Oprah, Ava DuVernay, and a cast filled with actors who are far overdue for an excellent part, all in one series? Already, Queen Sugar is one of the fall's most exciting new series. And since the rest of the fall season is filled with adaptations or remakes, it makes sense to ask: is Queen Sugar based on a true story? DuVernay and Oprah's collaboration in Selma brought one of history's greatest stories to life wonderfully, but the family depicted in this new series isn't a real one. In fact, Queen Sugar is based on a 2015 novel by Natalie Baszile, which tells the fictional story of the Bordeleon family as protagonist Charley moves to the countryside after she inherits a piece of Louisiana land.
Like in the novel, the OWN Series will show that with hundreds of acres of sugarcane now in her possession, Charley becomes a target for those who both need her help and those who want to take advantage of her. However, the TV adaptation is making some changes to its subject matter, putting aside real and imagined history. Instead of Charley being the only lead character, the show creates Rutina Wesley's Nova, who dabbles in the occult and is an activist/journalist documenting and fighting against oppression. Charley, whose marriage to an NBA star just fell apart, is contrasted with her sister.

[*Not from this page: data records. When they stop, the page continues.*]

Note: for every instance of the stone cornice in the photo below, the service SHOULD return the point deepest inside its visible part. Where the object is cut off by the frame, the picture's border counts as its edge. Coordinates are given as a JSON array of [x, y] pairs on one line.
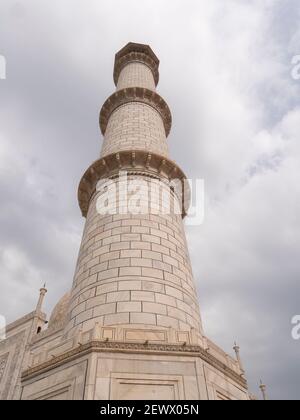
[[136, 162], [136, 52], [136, 57], [136, 348], [135, 94]]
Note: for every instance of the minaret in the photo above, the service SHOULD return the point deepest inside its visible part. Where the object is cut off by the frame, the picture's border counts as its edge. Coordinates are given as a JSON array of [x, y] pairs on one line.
[[130, 327], [134, 270]]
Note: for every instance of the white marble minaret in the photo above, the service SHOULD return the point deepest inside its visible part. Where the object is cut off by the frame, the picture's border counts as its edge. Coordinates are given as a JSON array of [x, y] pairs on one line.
[[130, 327]]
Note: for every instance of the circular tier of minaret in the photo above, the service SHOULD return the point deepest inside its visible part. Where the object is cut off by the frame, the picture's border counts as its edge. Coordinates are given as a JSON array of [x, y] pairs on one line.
[[133, 270]]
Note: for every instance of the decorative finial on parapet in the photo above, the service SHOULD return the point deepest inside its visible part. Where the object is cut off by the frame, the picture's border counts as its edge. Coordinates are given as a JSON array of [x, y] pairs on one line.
[[43, 292], [236, 348], [263, 389]]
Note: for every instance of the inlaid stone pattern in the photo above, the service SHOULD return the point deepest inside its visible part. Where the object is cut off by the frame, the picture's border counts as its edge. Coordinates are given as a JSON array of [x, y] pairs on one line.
[[136, 74]]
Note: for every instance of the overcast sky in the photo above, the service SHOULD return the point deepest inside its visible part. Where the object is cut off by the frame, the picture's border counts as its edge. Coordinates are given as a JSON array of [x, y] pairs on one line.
[[226, 74]]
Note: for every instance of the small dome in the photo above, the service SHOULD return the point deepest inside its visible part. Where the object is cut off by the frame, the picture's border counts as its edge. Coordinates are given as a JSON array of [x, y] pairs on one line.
[[59, 314]]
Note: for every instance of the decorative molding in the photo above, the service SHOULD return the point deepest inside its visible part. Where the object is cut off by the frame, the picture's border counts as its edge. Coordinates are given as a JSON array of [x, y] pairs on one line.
[[135, 94], [136, 348], [16, 346], [136, 52], [156, 166]]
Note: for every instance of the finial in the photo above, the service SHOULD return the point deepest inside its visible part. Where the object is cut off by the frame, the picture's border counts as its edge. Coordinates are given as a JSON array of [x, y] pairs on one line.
[[43, 291], [263, 389], [236, 348]]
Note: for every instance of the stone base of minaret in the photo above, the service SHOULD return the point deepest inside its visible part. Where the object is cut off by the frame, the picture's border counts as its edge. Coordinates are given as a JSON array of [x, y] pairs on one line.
[[130, 327], [118, 364]]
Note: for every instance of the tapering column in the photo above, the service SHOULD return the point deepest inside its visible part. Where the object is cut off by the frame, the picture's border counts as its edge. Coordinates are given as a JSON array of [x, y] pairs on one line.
[[133, 269]]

But while the book — and therefore, the TV show — isn't based on a real family, it does come from history. It's just not real history that Queen Sugar is drawing from, but rather Southern black literary history. The book and show are set in the contemporary U.S., but when Charley moves to the countryside with her daughter, in some ways, it's like she's stepping back in time, to the rural past of her predecessors. And she's also stepping into an industry, farming, that has largely remained in the hands of white men since the United States was founded and black literature — from Solomon Northup's memoirs (Twelve Years a Slave) to novels like The Color Purple, Beloved, and Their Eyes Were Watching God — documented what it was like for black men and women to live and work on American farms, as they went from slaves to sharecroppers to independent business owners like Charley.
But since it's not beholden to any real historical accounts, Queen Sugar is free to forge its own path and be completely unpredictable. The show should be perfectly balanced, as it has both elements that tie it to parts of real history and the freedom to pack its original story with unique twists and turns, even deviating from the novel that gave this exciting new show its inspiration.